FoA sues again to stop hunting of ranched oryx

From ANIMAL PEOPLE,  October 2013: (Actually published on November 20,  2013.) 

NORWALK––Friends of Animals on October 16,  2013 sued the U.S. Fish & Wildlife Service and Interior Secretary Sally Jewell for continuing to issue permits that allow hunters to kill ranch-raised scimitar-horned oryx,  dama gazelle,  and addax.

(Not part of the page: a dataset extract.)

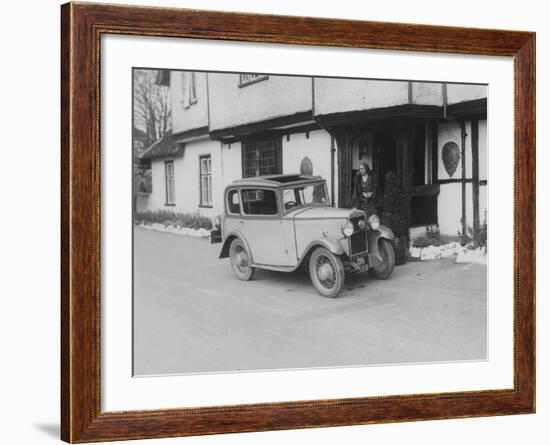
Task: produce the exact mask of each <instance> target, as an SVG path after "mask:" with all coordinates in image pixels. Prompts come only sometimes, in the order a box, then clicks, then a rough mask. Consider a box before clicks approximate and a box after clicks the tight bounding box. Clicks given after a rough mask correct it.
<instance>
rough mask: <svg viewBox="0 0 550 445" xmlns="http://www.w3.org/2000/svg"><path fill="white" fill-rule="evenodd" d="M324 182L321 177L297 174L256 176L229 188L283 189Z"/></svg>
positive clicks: (309, 175) (249, 178)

All three are endangered species,  but have been raised on hunting ranches in Texas and New Mexico for more than 50 years,  beginning decades before passage of the Endangered Species Act.   Extirpated from the wild by the mid-1970s,  scimitar-horned oryx have been reintroduced to several parts of their former range in the Middle East,  but the reintroductions have used zoo stock,  not oryx from the hunting ranches.  Some of the zoo oryx,  however,  may be descended from hunting ranch stock.  Ranchers and hunters claim that this demonstates that raising oryx to be shot has conservation value. Previous FoA litigation obliged the Fish & Wildlife Service to recognize the hunting ranch oryx,  gazelle,  and addax in 2005 as part of the endangered populations.  The Fish & Wildlife Service had recognized all three species as endangered in the wild for nearly 15 years,  while exempting the ranched populations from the listing.  When the Fish & Wildlife Service failed to prevent the ranched oryx from being hunted,  FoA sued again in 2006,  winning  a court order in 2009 that compelled the Fish & Wildlife Service to enforce the endangered species listing. A countersuit seeking to overturn the listing followed from Safari Club International,  representing trophy hunters,  and the Exotic Wildlife Association,  representing hunting ranch owners.  Denver U.S. District Court Judge Beryl A. Howell on August 9,  2013 rejected the countersuit in a 105-page ruling,  setting up the case filed by FoA in October. “The federal defendants have demonstrated a pattern and practice of non-compliance with the Endangered Species Act when it comes to processing permits for hunting ranches,”  FoA said in a prepared statement.  “Today,  addax and dama gazelles are nearly wiped out in Northern Africa due to hunting,  war,  desertification of habitat,  human settlement and agribusiness.  FoA has facilitated the reintroduction of these antelope within Ferlo National Park in northwest Senegal.  In fiscal year 2013,  $66,000 [from FoA] went toward expanding the Oryx Fence Project,”  which protects about 120 oryx and 20 dama gazelles.